We had been expecting him to be released, we had not counted on those extra three months. And I started to give him the news, relating almost with relish how we lived on an abundance of student-canteen buns and soup and talking about my studies and how we would all be together for Christmas, and how Hanuš had built a new bookshelf above his desk, and Father was relieved. His gaunt face seemed to me youthful, almost boyish, a little boy scout erecting a tent in an old grey photograph in the family album unaware of what life held in store for him. The same eyes, the same person.
He asked me whether I had a girlfriend yet an
d how Hanuš was getting on with his studies. Our time was running out; the guard looked at his watch and announced five minutes more. Then he got up, took several paces away from us and started to look out of the window. It was almost blatant permission. Father leaned towards me and said rapidly: ‘Adam, it’s all lies and falsehoods. Lies and falsehoods.’ The guard at the window turned round.

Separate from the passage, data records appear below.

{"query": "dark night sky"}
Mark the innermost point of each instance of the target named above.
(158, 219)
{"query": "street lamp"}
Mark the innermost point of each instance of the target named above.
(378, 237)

This, then, was Father’s message, the most important thing he had to tell us, the essence of months and months of reflection: the whole of life in a single sentence, one little word, in fact –
Lies
That evening, as I took the train home, alone in the compartment, the landscape beyond the window swallowed up in a cascade of sparks, I realised that Father was just falling asleep in that alien town, inside a tomb-like building with barred windows; and I thought of a whole landscape that, like a tomb, was quietly devouring thousands of its children and waiting for more innocent bodies, a landscape full of tombs, full of malevolent witnesses, a landscape to which at any time I too could be taken, hands above my head, a pistol at the nape of my neck, a pistol aimed at my forehead, the shots were already ringing out, I could no longer hear them anyway, my blood was flowing, dogs were running up, the sound of shovels on stone, shots, funeral carts with cold outstretched arms and contorted heads protruding stiffly from them; the carts were wending their way in procession through the world, my realm of freedom, my slaughterhouse, my model state, my camp, my prison, my tomb, my dead landscape bathed in moonlight.
And when at last I started to fall asleep, lulled by the rasp of iron against iron, the conviction took hold of me that I would change it, I had to change it.